Regulators and governments around the world are rewriting the rules for the governance of corporations. Most of these initiatives focus on increasing board vigilance and minority shareholder protection. In the United States, these efforts have culminated in the passage of the Sarbanes-Oxley act, while in the European Union this has led to the talk of a possible European code of conduct on corporate governance.
While some academic research supports the hypothesis that shareholder rights and board vigilance stimulate the growth of financial markets and economics (for instance, see La Porta, Lopez-de Silanes, Shleifer, and Vishny (1998)), the hypothesis remains to be conclusively established. First, the ability of shareholder rights to explain financial market development in the time series is weak. In the United Kingdom around the turn of the last century a legal precedent, Foss vs Harbottle (1843) stripped minority shareholders of virtually all legal protection.

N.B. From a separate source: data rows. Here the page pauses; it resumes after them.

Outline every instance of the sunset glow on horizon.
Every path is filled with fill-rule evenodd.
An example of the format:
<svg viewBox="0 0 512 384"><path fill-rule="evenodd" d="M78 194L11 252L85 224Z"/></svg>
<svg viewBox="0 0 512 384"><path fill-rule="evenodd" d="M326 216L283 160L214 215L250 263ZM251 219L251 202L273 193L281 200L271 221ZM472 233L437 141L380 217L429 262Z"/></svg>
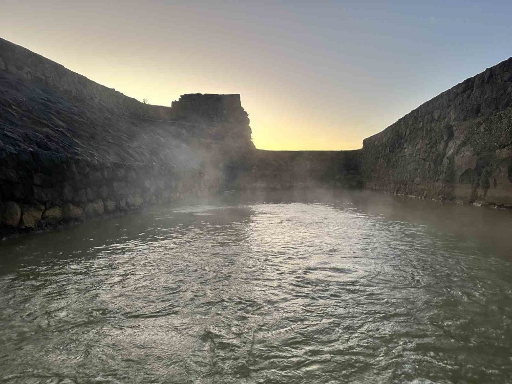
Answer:
<svg viewBox="0 0 512 384"><path fill-rule="evenodd" d="M259 148L350 150L512 55L512 4L423 3L8 0L0 37L151 104L240 94Z"/></svg>

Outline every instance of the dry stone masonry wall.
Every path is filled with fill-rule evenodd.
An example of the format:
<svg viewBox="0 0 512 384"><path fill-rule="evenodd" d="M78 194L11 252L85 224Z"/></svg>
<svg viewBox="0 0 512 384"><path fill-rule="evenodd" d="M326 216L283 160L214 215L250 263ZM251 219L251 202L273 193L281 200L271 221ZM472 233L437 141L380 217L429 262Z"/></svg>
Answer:
<svg viewBox="0 0 512 384"><path fill-rule="evenodd" d="M0 39L0 235L212 194L253 150L240 95L148 105Z"/></svg>
<svg viewBox="0 0 512 384"><path fill-rule="evenodd" d="M256 150L239 95L150 105L0 39L0 235L223 189L321 186L512 207L512 58L351 151Z"/></svg>
<svg viewBox="0 0 512 384"><path fill-rule="evenodd" d="M512 207L512 58L366 139L368 188Z"/></svg>

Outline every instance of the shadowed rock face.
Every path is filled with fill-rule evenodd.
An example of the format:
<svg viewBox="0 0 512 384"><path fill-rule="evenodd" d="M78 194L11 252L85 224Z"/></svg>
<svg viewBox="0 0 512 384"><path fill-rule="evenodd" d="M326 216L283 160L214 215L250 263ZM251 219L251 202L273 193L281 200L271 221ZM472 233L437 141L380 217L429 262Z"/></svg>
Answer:
<svg viewBox="0 0 512 384"><path fill-rule="evenodd" d="M352 151L255 150L239 95L150 105L0 39L0 234L223 189L366 186L512 207L512 58Z"/></svg>
<svg viewBox="0 0 512 384"><path fill-rule="evenodd" d="M366 139L367 187L512 206L512 58Z"/></svg>
<svg viewBox="0 0 512 384"><path fill-rule="evenodd" d="M182 102L140 103L0 39L0 234L222 189L254 150L240 95Z"/></svg>

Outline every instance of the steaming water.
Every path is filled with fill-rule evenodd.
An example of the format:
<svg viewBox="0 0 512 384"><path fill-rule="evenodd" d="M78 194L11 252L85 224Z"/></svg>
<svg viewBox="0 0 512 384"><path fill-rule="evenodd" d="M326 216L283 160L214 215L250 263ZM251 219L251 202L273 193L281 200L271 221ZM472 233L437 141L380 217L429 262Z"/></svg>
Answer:
<svg viewBox="0 0 512 384"><path fill-rule="evenodd" d="M511 224L338 191L4 241L0 381L510 382Z"/></svg>

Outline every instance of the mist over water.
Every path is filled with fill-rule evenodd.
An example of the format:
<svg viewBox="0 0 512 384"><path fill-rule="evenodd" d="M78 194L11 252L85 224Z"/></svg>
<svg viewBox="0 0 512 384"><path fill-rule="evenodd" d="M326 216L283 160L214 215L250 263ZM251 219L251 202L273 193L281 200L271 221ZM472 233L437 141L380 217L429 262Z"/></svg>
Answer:
<svg viewBox="0 0 512 384"><path fill-rule="evenodd" d="M0 381L512 380L509 211L230 195L0 243Z"/></svg>

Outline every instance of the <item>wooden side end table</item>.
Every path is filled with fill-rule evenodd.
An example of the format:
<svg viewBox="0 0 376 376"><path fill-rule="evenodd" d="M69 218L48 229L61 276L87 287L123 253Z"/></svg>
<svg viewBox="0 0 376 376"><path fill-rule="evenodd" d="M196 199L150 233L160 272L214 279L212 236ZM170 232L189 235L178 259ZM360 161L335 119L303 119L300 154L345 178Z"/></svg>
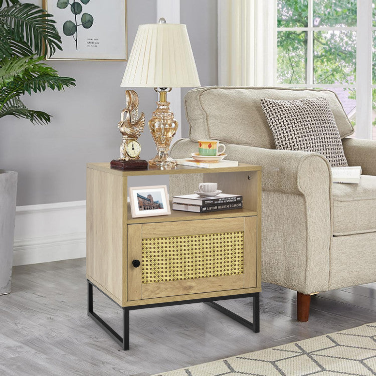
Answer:
<svg viewBox="0 0 376 376"><path fill-rule="evenodd" d="M243 196L243 208L132 218L129 177L151 181L157 175L195 173ZM141 308L202 302L260 331L261 166L121 171L89 163L87 181L88 315L123 349L129 346L129 311ZM122 309L121 335L94 311L93 286ZM253 322L215 301L250 297Z"/></svg>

The flowering of diversified public equity ownership in the U.K on soil “poisoned” by Foss vs Harbottle seems difficult to square with essential importance of shareholder rights (see Franks, Mayer, and Rossi (2005)). Second, nor do outside shareholder legal rights appear essential for capital market development. In fact, some researchers (e.g., Bainbridge (2002)) as well as legislators have expressed concern that excessive outside shareholder rights can even be harmful because outside activist shareholders will use their rights to pursue private or politically motivated agendas at the expense of overall shareholder welfare.
Indeed, a reaction to the increased demands for board and shareholder formal control seems to be currently building in both policy making and business circles as evidenced by the SEC’s April 4, 2007 decision to revisit the Sarbanes Oxley act, the recent explosive growth of lightly regulated AIM market in London, and, perhaps, by the expanded role of private equity financing. From these developments, it is clear that that many firms, financiers, and policy makers doubt the value of the recent reforms empowering outside investors and board members.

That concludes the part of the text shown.